When my mom was my age, her mother had already passed away. She didn’t even get a chance to celebrate her mom on this holiday. And many women and, even young kids, don’t get to celebrate a mommy today either.
So why am I so sad? Why have I dreaded this day for weeks? Today I will endure my 4th childless Mother’s Day. And, the pain is unbearable. If you are childless, not by choice, you also know this pain. It’s embarrassing to admit, but it’s so real. I feel selfish. It’s the day that I feel like I need to hide inside, if not, everywhere I go, strangers will wish me, “Happy Mother’s Day,” with a smile. Those strangers have no idea how that phrase, said to me, is just plain painful. I feel so out of place on Mother’s Day. It’s just a huge celebration of something wonderful, but that ‘something wonderful’ happens to be the one thing I can’t and don’t have. I still feel like the crazy girl peeking inside the rest of your lives, and overflowing with uncontrollable jealousy. Over the past years, I’ve been left behind. Everyone else keeps hoping on that train, and I just seem to be stuck at the train station. I watch my friends ride the train of motherhood, and they keep adding more passengers. I want to add passengers too but can’t.

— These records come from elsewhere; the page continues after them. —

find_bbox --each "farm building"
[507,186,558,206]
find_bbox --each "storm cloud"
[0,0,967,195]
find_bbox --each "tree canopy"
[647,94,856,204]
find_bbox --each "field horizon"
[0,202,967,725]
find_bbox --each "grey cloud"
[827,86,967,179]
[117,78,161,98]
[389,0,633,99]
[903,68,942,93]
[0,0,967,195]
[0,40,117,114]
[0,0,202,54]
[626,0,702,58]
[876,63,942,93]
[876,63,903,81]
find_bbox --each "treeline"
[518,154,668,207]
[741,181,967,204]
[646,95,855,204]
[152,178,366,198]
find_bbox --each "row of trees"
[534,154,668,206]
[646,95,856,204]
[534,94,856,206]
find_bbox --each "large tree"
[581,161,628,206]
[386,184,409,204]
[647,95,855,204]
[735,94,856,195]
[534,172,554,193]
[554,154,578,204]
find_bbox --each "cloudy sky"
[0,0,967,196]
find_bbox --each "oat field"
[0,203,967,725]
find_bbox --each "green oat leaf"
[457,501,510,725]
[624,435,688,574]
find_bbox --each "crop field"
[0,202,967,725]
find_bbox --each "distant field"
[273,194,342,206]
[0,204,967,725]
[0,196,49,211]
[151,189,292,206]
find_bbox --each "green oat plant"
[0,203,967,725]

I’m over the fact of thinking, “Maybe this will be the last Mother’s Day without a baby.” After so many Christmases, Birthdays, Easters etc pass, you start losing hope.

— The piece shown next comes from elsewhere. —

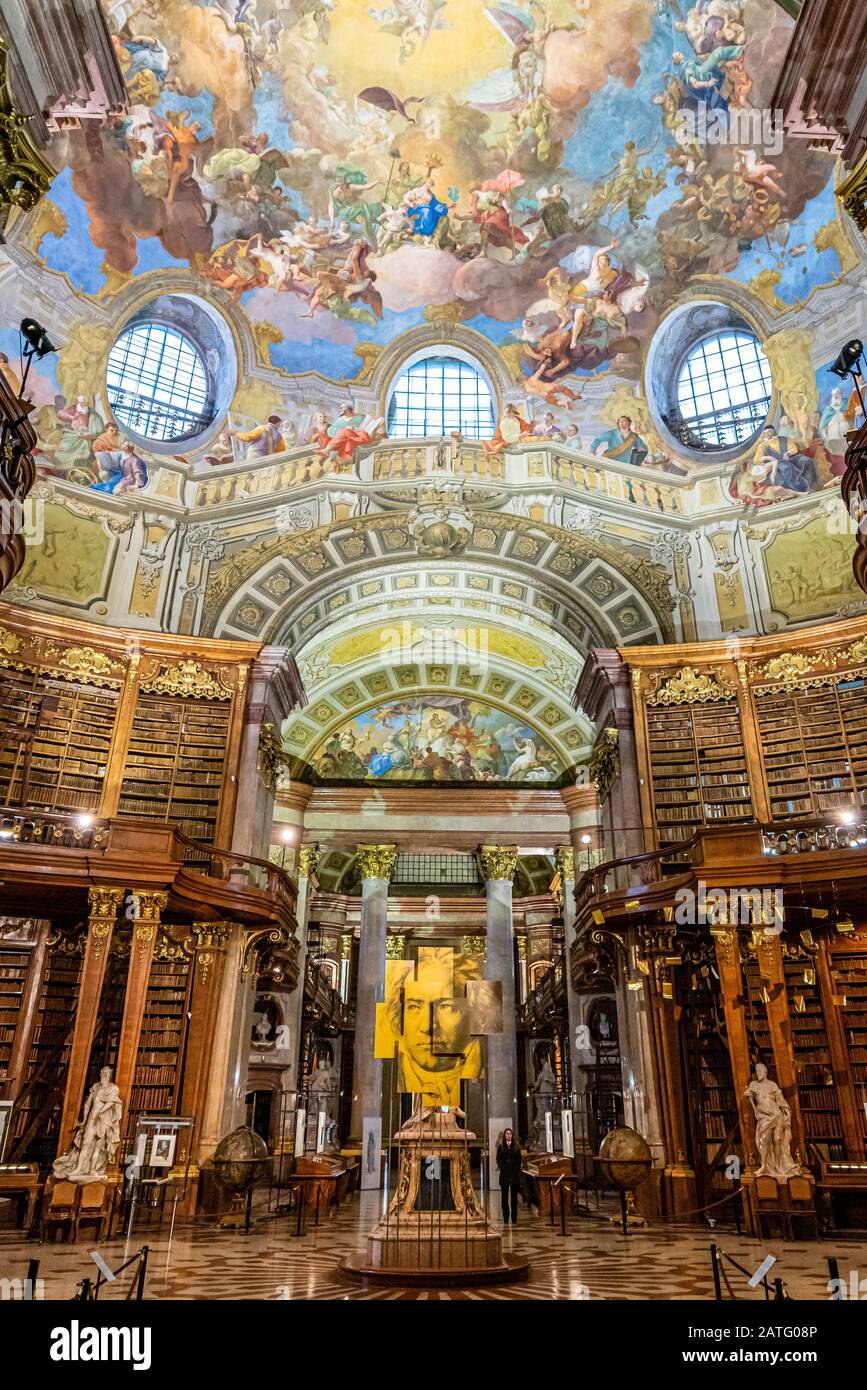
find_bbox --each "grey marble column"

So this weekend I will cling to my sisters of infertility. The ones that know exactly how my heart is aching. I wish, so badly, that they didn’t know the pain, but they’re really the only ones that know. The statistics are 1 in 8. If you are still longing to be a mommy, I pray for you daily. This is a part of life that doesn’t make sense. The fact so many women out there just cannot carry a baby to full term breaks my hear. But you are still a mommy. You really are. Our babies may be in Heaven, but that doesn’t mean we aren’t moms. Our babies were just too perfect for this earth. We will see them one day. And that will be the best Mother’s Day ever.

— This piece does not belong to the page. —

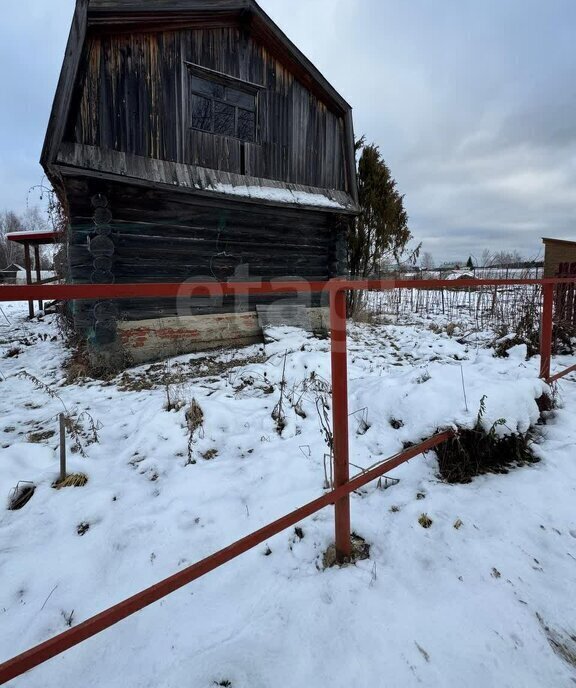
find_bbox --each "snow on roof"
[211,184,346,208]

To you mothers out there. Happy Mother’s Day! May you get spoiled with so much love, and may you remember that those cheeks you get to kiss are such a miracle. I know your lives are crazy, stressful and chaotic, and I honestly can’t even imagine. I look up to my girlfriends, sisters, mom, mother in law, etc. May you know how special you are tomorrow, and always. Cheers to you!
And to the ones longing for a baby. You’re in my prayers. I am right there with you. Let’s hold each other up just like we always do. YOU are among the strongest women I know. You are loved beyond measure. And, I pray, that one day YOU will be another reason that this day is celebrated.